A sphinx moth pupating in its little cage on the kitchen counter was not a big deal, either, and I even thought her African Giant Millipede, Clem, was kind of cute, scratching his tickly little massage up and down my arm.





Grandmother & Clem, 2003
















Audrey recently captured this praying mantis, six inches long. It is one in an extensive string of insect pets that have lived in aquaria, cages and jars in the house, or died in the freezer, to be pinned in her collection. I haven't minded. I even toss the mantis a cricket or other insect whenever I find such an intruder running loose.


Mantis photo by Audrey


All of that puts me in pretty good shape for Homeschool Mom of the Year, wouldn't you say?
I certainly thought so, but I'm discovering that my cheerful tolerance of Phylum Arthropoda has its limit.

The latest insect pet is this: A Madagascar Giant Hissing Cockroach.

I can't think of an organism I like less than a cockroach. I spent part of my growing up years in humid Houston, cockroach heaven, where they fly, and can grow up to two inches in length. An early riser, I was usually the first one to flip on the kitchen lights, signalling the end of party time for the roaches, and sending two or three of the nasty brown creatures scuttling to their hidey holes. It was a fairly unappetizing start to breakfast, especially the time that one of the hiding places, unknown to me, was under the toaster. I was just about to drop my bread in the slot when I saw the long antennae poking out under the edge, undulating and gently sensing the air. Though I'd sat through health class and heard the standard warnings about skipping breakfast, the consequences for eating it seemed worse.
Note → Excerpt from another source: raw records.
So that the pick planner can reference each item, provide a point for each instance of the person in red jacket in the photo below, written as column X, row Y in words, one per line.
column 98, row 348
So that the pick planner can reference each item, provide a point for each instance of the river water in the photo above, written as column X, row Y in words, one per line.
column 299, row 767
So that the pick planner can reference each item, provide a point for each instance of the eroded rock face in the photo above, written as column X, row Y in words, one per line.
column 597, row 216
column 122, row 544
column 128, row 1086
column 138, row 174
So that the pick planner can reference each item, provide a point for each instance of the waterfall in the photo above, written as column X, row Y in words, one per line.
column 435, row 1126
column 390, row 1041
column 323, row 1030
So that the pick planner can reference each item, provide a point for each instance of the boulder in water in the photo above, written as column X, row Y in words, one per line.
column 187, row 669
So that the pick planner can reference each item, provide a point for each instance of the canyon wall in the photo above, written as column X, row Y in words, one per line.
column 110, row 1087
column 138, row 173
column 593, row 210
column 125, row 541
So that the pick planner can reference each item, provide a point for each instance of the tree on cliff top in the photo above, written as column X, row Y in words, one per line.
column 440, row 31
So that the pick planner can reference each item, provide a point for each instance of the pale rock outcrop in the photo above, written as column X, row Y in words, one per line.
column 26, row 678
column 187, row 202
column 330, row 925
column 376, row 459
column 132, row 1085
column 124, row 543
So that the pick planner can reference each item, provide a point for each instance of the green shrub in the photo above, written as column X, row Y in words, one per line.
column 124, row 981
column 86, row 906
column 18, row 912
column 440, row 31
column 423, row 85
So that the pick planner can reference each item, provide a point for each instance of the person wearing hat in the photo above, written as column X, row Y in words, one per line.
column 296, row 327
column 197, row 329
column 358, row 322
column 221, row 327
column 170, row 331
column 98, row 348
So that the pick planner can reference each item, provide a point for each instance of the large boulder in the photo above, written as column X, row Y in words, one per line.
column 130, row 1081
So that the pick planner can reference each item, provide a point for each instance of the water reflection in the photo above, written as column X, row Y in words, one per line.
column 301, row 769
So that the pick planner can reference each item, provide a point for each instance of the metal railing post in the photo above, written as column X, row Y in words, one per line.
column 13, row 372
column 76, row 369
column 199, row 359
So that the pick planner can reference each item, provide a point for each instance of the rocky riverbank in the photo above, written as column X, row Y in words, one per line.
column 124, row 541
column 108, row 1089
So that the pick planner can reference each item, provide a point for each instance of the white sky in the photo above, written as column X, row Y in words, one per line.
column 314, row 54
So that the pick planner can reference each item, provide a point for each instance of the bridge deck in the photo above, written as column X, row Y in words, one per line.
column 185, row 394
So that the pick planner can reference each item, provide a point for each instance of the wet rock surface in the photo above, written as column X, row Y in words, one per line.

It made quite an impression. That was thirty years ago, yet I can still feel the shock of realizing that those two long brown "hairs" sticking out from the toaster weren't hairs at all.

The presence of cockroaches in Houston didn't indicate slovenly housekeeping any more than does a periodic invasion of ants or flies. It was just a fact of life. A can of Raid lived under the kitchen sink, right next to the dishwasher soap. From time to time, when the roaches got too thick, my parents would call an exterminator. We'd live roach-free for a while, until word spread that there were empty digs in our kitchen, and the thugs began to creep in again through cracks and crevices, or hitching a ride, hidden in the folds of paper bags from the grocery, or under anything carried from the garage.

Every now and again I find a cockroach here in Nebraska. The small kind, less than a half-inch, and apparently not nearly as prolific as the Texas variety. I kill what I find, and don't see another one for years.

But this week begins the intentional habitation of a huge cockroach in our home! Audrey has to observe it, feed it on purpose, and then write a paper about it for the distance entomology class she is taking from the University of Nebraska. She tells me that the female of the species bear live young, and that, not wanting to risk a lawsuit over parental heart attacks, the University only sends out males. She even shows me the distinguishing armor bumps and feathery antennae that prove a boy cockroach is indeed a boy. She shows me that this guy is too big and way too slow to scuttle anywhere; why, he moves as if he's half asleep all the time.

Why am I not comforted?

I'm not sure I'm up for this. My instincts may just kick in and bring a quick end to this project. The bigger they come, the harder they fall. I hope the teacher grades on a curve for people whose mothers grew up in Texas.